Viernheim. Die Viernheimer sitzen in den Bänken der Michaelskirche. Aber es gibt keinen Gottesdienst. „Wir wollen Kirche anders erleben als sonst“, begrüßt Pfarrer Dr. Ronald A. Givens viele Viernheimer zum „Kirchenwandeln“. Die Pfarrei Heiliger Johannes XXIII. und die Stadt Viernheim haben gemeinsam einen Beteiligungsprozess gestartet, der die Zukunft der drei leerstehenden Kirchen in den Blick nimmt. Unter dem Motto „Vertraute Orte, Neues Leben“ sollen Ideen zur weiteren Nutzung der Michaelskirche, der Hildegardkirche und der Marienkirche entwickelt werden.
Nicht nur Bauwerke, sondern Orte der Gemeinschaft
„Alle drei Kirchen sind mehr als nur Bauwerke; sie sind Orte des Glaubens, der Hoffnung, des Trosts und der Gemeinschaft. Sie sollen nicht verfallen“, betont Erster Stadtrat Jörg Scheidel die besondere Bedeutung der Gotteshäuser für Viernheim. Und jeder habe persönliche Erinnerungen an „seine“ Kirche. „Ich war jahrelang Messdiener in St. Michael“, berichtet Scheidel. Pfarrer Givens ergänzt: „Und die Marienkirche ist meine Kirche, hier habe ich angefangen.“ Stadt und Pfarrei wollen zusammen mit den Viernheimern neue Konzepte erarbeiten, wie die Kirchen auch weiterhin lebendige Mittelpunkte der Stadt sein können.
„Vertraute Ort - Neues Leben“
Mit dem Kirchenwandeln startete der öffentliche Beteiligungsprozess.
Jeder Viernheimer kann seine Vorschläge und Ideen zur künftigen Nutzung der Kirchen sowohl analog als auch digital abgeben.
Die Online-Plattform ist über Homepages der Stadt Viernheim und der Pfarrei Hl. Johannes XXIII. erreichbar.

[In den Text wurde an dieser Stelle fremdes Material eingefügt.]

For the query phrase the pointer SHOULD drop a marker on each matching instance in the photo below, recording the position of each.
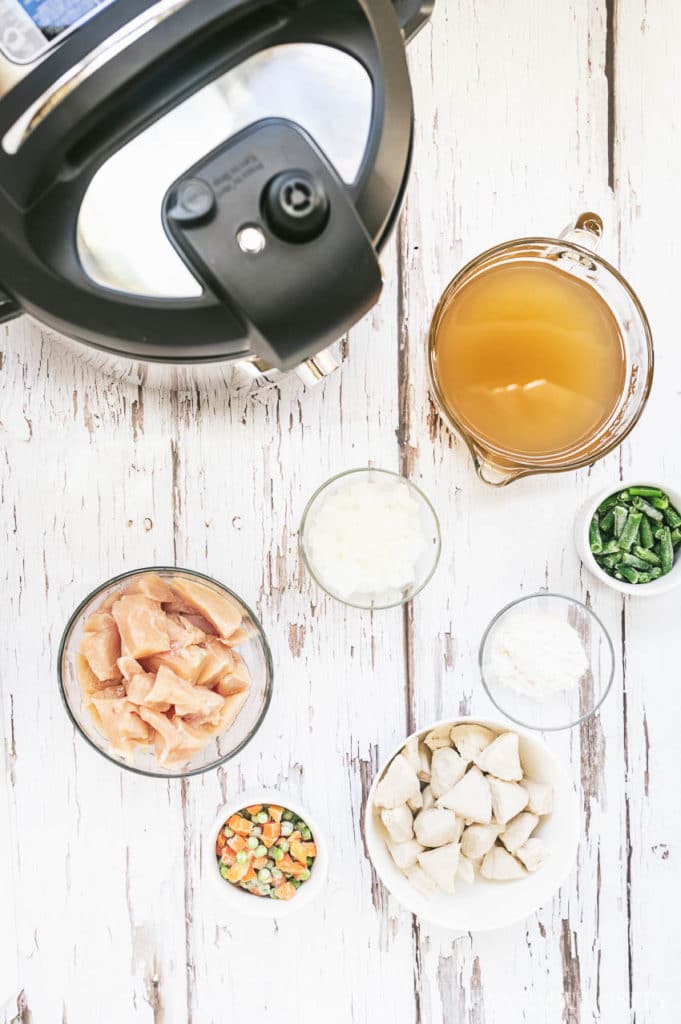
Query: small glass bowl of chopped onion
(370, 539)
(547, 662)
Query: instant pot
(195, 182)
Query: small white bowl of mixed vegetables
(267, 854)
(630, 538)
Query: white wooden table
(527, 112)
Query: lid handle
(268, 226)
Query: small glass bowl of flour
(547, 662)
(370, 539)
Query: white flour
(539, 655)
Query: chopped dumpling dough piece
(416, 804)
(405, 854)
(518, 830)
(445, 770)
(477, 840)
(100, 644)
(151, 585)
(470, 739)
(441, 865)
(421, 882)
(502, 759)
(141, 624)
(541, 796)
(398, 822)
(501, 865)
(170, 689)
(398, 784)
(533, 854)
(466, 869)
(424, 758)
(217, 608)
(217, 664)
(508, 799)
(470, 797)
(437, 826)
(437, 737)
(184, 662)
(119, 721)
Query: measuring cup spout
(586, 231)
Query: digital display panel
(29, 27)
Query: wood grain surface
(527, 112)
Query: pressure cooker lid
(194, 179)
(122, 242)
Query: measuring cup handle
(586, 231)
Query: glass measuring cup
(573, 252)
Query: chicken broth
(529, 358)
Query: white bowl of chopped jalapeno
(266, 855)
(629, 537)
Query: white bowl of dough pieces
(505, 834)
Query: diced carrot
(301, 851)
(240, 825)
(287, 891)
(238, 871)
(270, 830)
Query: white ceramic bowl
(237, 899)
(484, 905)
(583, 521)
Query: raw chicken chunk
(151, 585)
(213, 606)
(184, 662)
(142, 626)
(100, 644)
(218, 663)
(170, 689)
(118, 719)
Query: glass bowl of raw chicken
(165, 672)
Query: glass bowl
(393, 595)
(254, 650)
(557, 709)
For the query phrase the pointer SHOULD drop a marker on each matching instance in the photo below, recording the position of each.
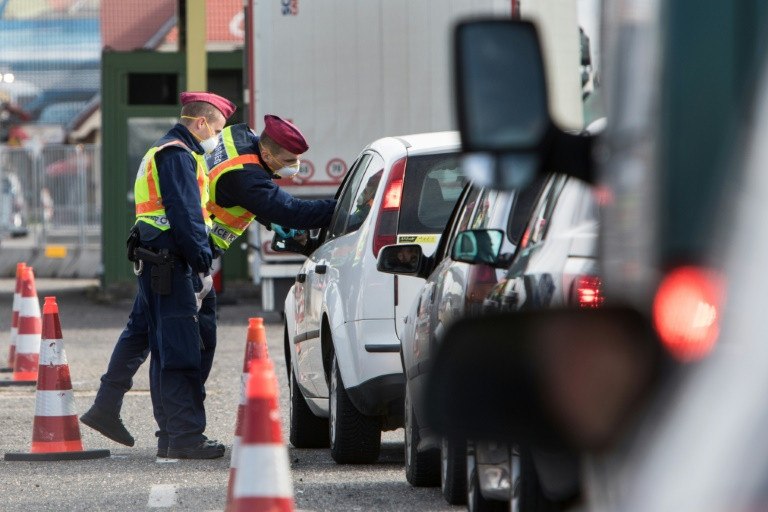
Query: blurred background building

Die Postkarten zum Ausfüllen sind an den Stelen in den drei katholischen Kirchen, in der Drachenbücherei, in den vier katholischen Kindertagesstätten, im Bürgerbüro sowie im Café Rall erhältlich.
Die Ideensammlung läuft bis zum 26. Oktober.
Für weitere Informationen und Fragen sind „Marktgespräche“ geplant :Am Samstag, 27. September, um 8 Uhr an der Hildegardkirche und um 10 Uhr am Hallenbad sowie am Freitag, 17. Oktober, um 12.30 Uhr im Sozialzentrum.
Alle Ideen werden danach bei einer Klausurtagung vom Pfarreirat besprochen und anschließend durch die Mitglieder des Runden Tisches gesichtet und eingeordnet.
Im Frühjahr 2026 findet eine öffentliche Projektwerkstatt statt, in der die besten Ideen weiterentwickelt werden.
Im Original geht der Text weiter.